A defining characteristic between benign mesothelioma and malignant mesothelioma is how the disease progresses. Malignant mesothelial cells spread throughout the body, affecting organs and lymph nodes, and limiting treatment options. Benign mesothelioma cells do not spread, allowing for complete surgical resection.

Rare Benign Cell Types

Benign mesothelioma is rarer than the malignant form, leading to a limited number of cases. Based on the cases that have accumulated, four rare subtypes have been established. While most cases are benign, some of these subtypes can also manifest as malignant cells.

Diagnosing Benign Mesothelioma

Every case of benign mesothelioma manifests differently, and a patient’s overall health and age can affect the presence or severity of symptoms. With a limited number of cases, it’s difficult to pinpoint common symptoms of benign mesothelioma, and many patients experience no symptoms. In some instances, they may mimic symptoms of malignant mesothelioma, like chest pain, abdominal pain, weight loss, chronic cough and pleural effusion. Any potential symptoms should be addressed immediately.

If mesothelioma is suspected, a doctor will look at the patient’s history and symptoms, and will also conduct a variety of tests to determine the presence of mesothelioma, if it is malignant or benign, and mesothelioma type.

Diagnostic testing will include imaging tests like CT scans, X-rays and MRI scans, followed by biopsies to definitively classify the disease as benign or malignant. Doctors use a biopsy to analyze tumor cells under a microscope and identify cell size and shape, nucleus size and shape and cell arrangement. These characteristics show whether a cell is benign or cancerous and will also allow the physician to determine cancer type and whether or not the cancer has spread.

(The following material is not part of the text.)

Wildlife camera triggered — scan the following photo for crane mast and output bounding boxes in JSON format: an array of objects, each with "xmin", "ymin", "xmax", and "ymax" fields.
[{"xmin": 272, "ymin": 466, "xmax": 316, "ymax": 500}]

Malignant Mesothelioma Benign Mesothelioma
Common treatment: Multimodal approach of surgery, chemotherapy and/or radiation Common treatment: Curative surgery
Metastasis: Aggressive Metastasis: None, but potential for recurrence
Organ and tissue damage: Damage to nearby tissues and organs with potential for distant damage Organ and tissue damage: Typically none

Determining malignancy will be a driving factor in a patient’s treatment plan and prognosis. Early detection of malignant mesothelioma is important to giving patients the best treatment options possible, and if benign, curative surgery has shown high success rates in treating patients, offering a full recovery without need for additional treatment.

Benign Mesothelioma Prognosis

Life expectancy is generally unaffected by a benign mesothelioma diagnosis, and most patients are able to live a full life after the tumor is removed. However, recurrence is possible, especially for benign multicystic peritoneal mesothelioma. Tumors can return as malignant, which would then present patients with a very poor prognosis depending on the stage of cancer and location. On average, malignant mesothelioma patients survive 12 to 21 months.

Survival rates vary widely depending on the subtype of mesothelioma, and if patients face a malignant recurrence.